Nfld. & Labrador

Ottawa should scrap 'last in, first out' policy, say fishermen

Newfoundland and Labrador politicians and fishermen were in Gander today, to call on Ottawa to scrap a northern shrimp fishery policy known as 'LIFO'.
Newfoundland and Labrador fishermen want the Canadian government to scrap a policy that protects fishing licences for those who held them the longest, meaning inshore fishers are first to go when quotas are cut. (CBC)

Politicians from all Newfoundland and Labrador political parties and local fishermen want the federal government to get rid of a policy known as "last in, first out."

Fishermen from across the province were in Gander Wednesday to protest the policy, which they say makes fishing harder for local harvesters, by signing a letter to send to Ottawa.

The federal policy on northern shrimp is commonly referred to as 'LIFO,' and aims to protect fishing licences for those who have held them the longest.

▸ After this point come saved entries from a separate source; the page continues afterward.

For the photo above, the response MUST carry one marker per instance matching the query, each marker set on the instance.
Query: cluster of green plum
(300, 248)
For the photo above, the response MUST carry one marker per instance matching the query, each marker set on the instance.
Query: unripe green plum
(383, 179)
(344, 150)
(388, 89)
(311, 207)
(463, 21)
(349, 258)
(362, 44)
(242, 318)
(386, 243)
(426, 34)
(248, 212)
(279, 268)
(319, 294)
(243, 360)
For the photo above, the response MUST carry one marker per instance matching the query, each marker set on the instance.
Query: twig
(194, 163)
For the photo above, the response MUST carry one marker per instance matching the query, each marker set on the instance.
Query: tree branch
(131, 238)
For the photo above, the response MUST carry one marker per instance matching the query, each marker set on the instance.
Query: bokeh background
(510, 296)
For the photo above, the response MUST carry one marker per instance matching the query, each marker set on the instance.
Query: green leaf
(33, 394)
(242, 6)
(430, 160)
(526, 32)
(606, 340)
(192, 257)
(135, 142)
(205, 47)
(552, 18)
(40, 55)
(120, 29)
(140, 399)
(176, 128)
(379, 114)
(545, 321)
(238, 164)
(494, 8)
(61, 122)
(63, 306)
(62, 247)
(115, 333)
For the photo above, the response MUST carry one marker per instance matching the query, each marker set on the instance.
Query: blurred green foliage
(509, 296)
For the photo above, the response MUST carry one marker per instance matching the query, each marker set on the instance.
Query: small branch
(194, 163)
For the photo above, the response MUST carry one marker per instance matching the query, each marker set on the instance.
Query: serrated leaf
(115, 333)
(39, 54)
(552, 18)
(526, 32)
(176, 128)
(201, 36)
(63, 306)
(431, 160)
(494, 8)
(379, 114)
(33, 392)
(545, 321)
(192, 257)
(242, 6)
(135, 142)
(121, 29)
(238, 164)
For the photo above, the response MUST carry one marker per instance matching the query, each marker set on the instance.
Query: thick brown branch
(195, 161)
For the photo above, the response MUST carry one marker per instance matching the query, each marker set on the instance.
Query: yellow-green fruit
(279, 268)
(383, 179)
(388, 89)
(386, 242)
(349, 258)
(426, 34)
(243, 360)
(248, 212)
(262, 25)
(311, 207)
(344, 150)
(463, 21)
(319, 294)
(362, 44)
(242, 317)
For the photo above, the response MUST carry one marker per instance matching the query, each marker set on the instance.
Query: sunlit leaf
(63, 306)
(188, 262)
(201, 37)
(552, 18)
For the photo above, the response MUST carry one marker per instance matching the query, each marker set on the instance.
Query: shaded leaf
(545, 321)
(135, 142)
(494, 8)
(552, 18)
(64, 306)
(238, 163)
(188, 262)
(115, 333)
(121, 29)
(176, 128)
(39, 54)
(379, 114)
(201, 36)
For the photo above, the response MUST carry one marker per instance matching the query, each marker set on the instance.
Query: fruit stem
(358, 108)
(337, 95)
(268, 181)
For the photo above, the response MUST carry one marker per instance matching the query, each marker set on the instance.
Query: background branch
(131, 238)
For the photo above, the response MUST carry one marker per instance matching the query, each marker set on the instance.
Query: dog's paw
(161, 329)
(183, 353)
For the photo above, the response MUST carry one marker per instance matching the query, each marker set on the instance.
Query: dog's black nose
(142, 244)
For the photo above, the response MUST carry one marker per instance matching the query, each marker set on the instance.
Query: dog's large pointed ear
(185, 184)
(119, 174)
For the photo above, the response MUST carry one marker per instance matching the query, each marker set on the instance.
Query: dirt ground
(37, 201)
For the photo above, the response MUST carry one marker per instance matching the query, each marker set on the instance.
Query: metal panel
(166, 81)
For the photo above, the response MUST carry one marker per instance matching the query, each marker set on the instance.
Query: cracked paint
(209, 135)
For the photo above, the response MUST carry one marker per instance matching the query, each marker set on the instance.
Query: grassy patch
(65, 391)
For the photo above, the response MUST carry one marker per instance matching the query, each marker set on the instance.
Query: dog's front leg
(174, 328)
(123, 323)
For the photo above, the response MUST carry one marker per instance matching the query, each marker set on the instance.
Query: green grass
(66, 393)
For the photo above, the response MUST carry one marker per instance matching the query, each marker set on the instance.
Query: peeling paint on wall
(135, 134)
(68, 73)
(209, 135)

When quotas are cut, small inshore boats are hit the hardest because they were last to enter the fishery.

FFAW President Keith Sullivan, speaking with Liberal Leader Dwight Ball on Wednesday, says cutting inshore fishermen is unfair. (CBC)
Fish, Food and Allied Workers Union President Keith Sullivan says it's an unfair policy.

"Last year the inshore took 26 per cent cut. The offshore? Just five per cent — and that's not right," Sullivan said.

Robert Keenan, who did a report on the northern shrimp fishery for the FFAW and Unifor, said the policy doesn't work.

"The other thing we discovered is that 'LIFO' is really unnecessary and it's completely illogical. We're not boxes in a warehouse," he said,

Twillingate Mayor Gordon Noseworthy said the solution is an easy one.

Noseworthy, who's fishing area is in zone six, said Ottawa should scrap the 'last in, first out' policy and honour adjacency instead.

"All we're asking to do with adjacency is, 'give us everything in six — it's right along where we're fishing,'" he said.

While people attending the rally supported Noseworthy's words, no one representing the federal government attended.

Federal Fisheries Minister Gail Shea was invited, but did not attend.